Moveva rapidamente gli sguardi in giro per la stanza, come se volesse abbracciare ogni cosa con una occhiata; poi si era fermato ad osservare i libri che riempivano gli scompartimenti degli scaffali.

—Li hai letti tutti?—domandò, additandomeli.—Anche il babbo ne ha molti—non tanti—e me li darà quando sarò grande. Ma io voglio piuttosto le sciabole, le pistole, le lance, i fucili appesi alla panoplia—si dice così?—nello studio del babbo. Voglio essere generale io, andare in Africa e ammazzare tutti gli abissini che hanno scannato a Dogali i nostri soldati.

—Chi te l'ha detto?

—Il babbo; lo leggeva nel giornale e io stavo a sentire. E poi ho visto i ritratti…. le figure. Come sono brutti gli abissini! Senti. Ho messi in fila i miei soldatini di piombo, ne ho più di cinquanta, e ho detto:—Voi siete abissini!—Poi, presa la mia sciabola di latta, piff! paff! gli ho buttati per terra e gli ho lasciati là.

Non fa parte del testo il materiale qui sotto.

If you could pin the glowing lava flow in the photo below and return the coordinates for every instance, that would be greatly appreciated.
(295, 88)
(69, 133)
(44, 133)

—E se gli abissini, quando andrai in Africa, ammazzeranno te?—replicai per provocarlo.

Fece una spallucciata sdegnosa, aggrottando le sopracciglia, stringendo le labbra, e arditamente rispose:

—Prima ne ammazzerò almeno un centinaio! Non sarò solo; comanderò tanti soldati, su un bel cavallo come quello del re.